Recent enforcement highlights the broad interpretation of the 50% rule.
In a recent enforcement action, OFAC issued a civil money penalty against Chicago-based private equity firm IPI Partners, LLC, for violations of U.S. sanctions on Russia. The violations stemmed from indirect dealings with sanctioned oligarch Suleiman Kerimov, who was added to the OFAC SDN List on April 6, 2018. Under OFAC rules, that designation required the blocking of all related property and interests in property.
What makes this case significant is that Kerimov did not directly own 50% or more of the transacting entity but was determined to be indirectly involved in the dealings. The enforcement highlights OFAC’s broad interpretation of ownership and control under the 50% rule, reinforcing that it looks beyond legal formalities to identify real-world influence and economic benefit.
How do financial institutions apply the OFAC 50% rule?

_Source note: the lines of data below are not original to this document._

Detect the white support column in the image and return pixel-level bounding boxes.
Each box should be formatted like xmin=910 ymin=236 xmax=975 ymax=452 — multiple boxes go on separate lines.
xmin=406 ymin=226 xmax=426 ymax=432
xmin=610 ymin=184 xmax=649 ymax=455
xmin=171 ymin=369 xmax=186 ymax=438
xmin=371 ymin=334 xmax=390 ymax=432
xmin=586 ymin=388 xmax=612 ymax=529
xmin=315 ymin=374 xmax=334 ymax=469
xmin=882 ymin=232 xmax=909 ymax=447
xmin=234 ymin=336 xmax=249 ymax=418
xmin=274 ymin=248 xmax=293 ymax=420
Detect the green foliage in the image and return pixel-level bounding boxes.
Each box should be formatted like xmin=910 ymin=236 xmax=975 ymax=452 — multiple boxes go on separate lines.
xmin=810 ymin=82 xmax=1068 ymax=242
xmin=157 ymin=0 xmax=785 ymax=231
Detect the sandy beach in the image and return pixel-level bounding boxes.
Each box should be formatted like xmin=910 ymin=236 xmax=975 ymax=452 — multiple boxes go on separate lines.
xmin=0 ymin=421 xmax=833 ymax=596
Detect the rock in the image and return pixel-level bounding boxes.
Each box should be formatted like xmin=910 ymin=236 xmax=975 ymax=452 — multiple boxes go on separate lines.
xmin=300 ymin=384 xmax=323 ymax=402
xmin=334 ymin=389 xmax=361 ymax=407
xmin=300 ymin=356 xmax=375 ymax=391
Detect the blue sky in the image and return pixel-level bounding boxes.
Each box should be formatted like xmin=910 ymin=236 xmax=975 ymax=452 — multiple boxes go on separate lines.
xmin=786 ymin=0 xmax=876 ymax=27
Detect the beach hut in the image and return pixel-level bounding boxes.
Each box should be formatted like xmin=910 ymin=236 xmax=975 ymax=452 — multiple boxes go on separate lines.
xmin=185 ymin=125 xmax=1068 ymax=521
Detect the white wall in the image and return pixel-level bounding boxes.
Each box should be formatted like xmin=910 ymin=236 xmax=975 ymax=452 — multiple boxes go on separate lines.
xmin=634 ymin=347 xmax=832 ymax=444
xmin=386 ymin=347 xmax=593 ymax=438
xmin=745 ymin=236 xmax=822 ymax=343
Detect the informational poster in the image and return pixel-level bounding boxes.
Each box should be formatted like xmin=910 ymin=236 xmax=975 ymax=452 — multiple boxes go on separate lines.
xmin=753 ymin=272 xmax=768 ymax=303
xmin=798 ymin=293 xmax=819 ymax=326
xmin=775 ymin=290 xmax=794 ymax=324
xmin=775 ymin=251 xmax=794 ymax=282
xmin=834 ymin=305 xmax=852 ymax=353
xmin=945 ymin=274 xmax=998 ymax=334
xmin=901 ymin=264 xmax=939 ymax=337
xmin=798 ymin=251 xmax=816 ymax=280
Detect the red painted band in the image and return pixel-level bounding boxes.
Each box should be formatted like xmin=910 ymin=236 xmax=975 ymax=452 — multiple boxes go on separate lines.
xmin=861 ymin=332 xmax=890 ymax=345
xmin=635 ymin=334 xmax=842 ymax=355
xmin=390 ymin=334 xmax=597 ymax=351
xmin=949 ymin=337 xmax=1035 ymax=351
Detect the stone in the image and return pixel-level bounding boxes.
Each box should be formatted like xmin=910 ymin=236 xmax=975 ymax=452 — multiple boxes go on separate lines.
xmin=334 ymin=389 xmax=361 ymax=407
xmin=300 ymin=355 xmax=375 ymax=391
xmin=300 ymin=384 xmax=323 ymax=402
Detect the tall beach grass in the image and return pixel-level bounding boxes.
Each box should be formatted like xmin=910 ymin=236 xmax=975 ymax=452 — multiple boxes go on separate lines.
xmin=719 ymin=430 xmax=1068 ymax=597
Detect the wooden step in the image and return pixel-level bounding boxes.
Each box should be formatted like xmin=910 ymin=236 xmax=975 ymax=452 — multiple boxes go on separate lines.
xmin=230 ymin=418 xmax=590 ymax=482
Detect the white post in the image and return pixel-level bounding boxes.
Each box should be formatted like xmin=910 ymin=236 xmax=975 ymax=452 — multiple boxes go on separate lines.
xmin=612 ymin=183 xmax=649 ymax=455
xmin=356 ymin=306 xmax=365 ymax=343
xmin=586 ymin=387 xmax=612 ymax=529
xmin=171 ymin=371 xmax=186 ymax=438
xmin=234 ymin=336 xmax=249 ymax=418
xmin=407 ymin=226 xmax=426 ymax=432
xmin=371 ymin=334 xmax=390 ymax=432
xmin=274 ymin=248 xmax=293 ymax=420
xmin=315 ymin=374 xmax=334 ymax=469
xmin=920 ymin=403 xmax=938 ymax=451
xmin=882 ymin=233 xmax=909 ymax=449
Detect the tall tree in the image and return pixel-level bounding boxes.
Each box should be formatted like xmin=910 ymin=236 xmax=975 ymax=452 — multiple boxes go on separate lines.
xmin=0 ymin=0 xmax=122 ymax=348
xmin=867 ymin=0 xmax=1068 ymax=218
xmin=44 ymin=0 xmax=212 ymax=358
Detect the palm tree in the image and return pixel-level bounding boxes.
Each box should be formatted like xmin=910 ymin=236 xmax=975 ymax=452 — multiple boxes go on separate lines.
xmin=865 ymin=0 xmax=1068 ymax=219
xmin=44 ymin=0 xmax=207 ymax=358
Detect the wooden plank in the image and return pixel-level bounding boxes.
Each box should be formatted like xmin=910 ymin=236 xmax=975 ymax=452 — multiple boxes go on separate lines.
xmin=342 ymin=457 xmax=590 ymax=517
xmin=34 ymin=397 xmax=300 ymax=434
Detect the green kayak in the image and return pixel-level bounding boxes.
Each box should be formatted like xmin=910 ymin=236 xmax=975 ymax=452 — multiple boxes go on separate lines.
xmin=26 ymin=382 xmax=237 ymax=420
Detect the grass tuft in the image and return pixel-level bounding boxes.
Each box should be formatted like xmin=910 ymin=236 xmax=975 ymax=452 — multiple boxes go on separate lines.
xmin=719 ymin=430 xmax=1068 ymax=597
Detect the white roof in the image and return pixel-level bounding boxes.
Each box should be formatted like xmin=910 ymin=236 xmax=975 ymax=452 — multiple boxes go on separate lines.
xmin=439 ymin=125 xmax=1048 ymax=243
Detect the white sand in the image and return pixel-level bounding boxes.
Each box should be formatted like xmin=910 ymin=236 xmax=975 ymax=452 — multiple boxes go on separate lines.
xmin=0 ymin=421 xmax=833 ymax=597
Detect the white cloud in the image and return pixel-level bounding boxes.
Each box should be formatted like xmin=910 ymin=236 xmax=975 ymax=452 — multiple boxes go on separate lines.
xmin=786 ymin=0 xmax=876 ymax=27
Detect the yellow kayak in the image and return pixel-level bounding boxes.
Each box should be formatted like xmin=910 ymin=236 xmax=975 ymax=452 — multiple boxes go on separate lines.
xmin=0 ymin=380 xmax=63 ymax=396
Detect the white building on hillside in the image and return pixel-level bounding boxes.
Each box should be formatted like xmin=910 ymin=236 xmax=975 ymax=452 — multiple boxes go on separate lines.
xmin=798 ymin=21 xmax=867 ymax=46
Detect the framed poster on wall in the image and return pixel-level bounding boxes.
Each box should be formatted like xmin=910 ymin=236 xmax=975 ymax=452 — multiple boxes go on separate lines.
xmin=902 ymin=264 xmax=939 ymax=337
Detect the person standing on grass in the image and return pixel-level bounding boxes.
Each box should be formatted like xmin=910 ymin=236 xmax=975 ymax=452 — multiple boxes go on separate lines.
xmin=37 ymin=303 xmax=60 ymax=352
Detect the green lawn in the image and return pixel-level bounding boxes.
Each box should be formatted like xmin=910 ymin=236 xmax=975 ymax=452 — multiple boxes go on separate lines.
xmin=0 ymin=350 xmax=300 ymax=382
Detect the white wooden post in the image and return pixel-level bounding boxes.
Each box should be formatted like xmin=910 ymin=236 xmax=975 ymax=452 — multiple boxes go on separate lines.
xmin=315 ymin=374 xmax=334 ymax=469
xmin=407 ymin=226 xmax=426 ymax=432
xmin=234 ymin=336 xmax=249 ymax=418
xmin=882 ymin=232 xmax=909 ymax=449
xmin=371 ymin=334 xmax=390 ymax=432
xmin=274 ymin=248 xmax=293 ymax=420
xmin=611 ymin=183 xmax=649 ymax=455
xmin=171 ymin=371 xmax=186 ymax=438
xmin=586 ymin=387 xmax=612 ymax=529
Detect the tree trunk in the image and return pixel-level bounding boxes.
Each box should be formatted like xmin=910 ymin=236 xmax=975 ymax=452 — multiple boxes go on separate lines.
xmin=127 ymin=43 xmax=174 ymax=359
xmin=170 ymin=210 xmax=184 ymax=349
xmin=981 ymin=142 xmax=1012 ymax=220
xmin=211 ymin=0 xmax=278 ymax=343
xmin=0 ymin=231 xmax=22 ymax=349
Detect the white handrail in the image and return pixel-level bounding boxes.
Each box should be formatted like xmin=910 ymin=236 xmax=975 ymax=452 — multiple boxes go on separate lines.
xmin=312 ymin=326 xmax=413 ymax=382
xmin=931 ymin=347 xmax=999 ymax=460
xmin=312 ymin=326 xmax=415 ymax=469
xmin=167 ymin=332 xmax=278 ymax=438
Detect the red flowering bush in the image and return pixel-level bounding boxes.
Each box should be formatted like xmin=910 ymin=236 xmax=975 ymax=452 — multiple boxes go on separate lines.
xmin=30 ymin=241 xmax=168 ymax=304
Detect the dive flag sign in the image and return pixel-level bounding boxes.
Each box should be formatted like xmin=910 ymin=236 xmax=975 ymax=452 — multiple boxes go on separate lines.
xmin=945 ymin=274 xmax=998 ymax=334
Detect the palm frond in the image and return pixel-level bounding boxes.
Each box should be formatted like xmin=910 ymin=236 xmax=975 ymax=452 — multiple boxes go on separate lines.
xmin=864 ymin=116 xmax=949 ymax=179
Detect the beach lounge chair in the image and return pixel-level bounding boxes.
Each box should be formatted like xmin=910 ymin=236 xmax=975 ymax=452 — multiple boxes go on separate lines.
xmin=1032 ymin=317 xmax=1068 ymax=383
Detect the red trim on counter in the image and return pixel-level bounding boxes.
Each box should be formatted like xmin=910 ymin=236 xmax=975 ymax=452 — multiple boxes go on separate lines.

Unlike the SDN list, OFAC does not publish a formal 50% list of blocked entities. Instead, institutions must understand ownership aggregation and are expected to gather beneficial ownership information on legal entities, cross-reference owners with the SDN list, and aggregate ownership percentages across multiple blocked persons to determine if they meet the 50 percent threshold.
If an entity is determined to be 50 percent or more owned, directly or indirectly, by blocked individuals or entities, it is considered blocked, regardless of whether it appears on any OFAC list. Institutions that rely solely on list-based screening without ownership analysis risk missing sanctioned entities.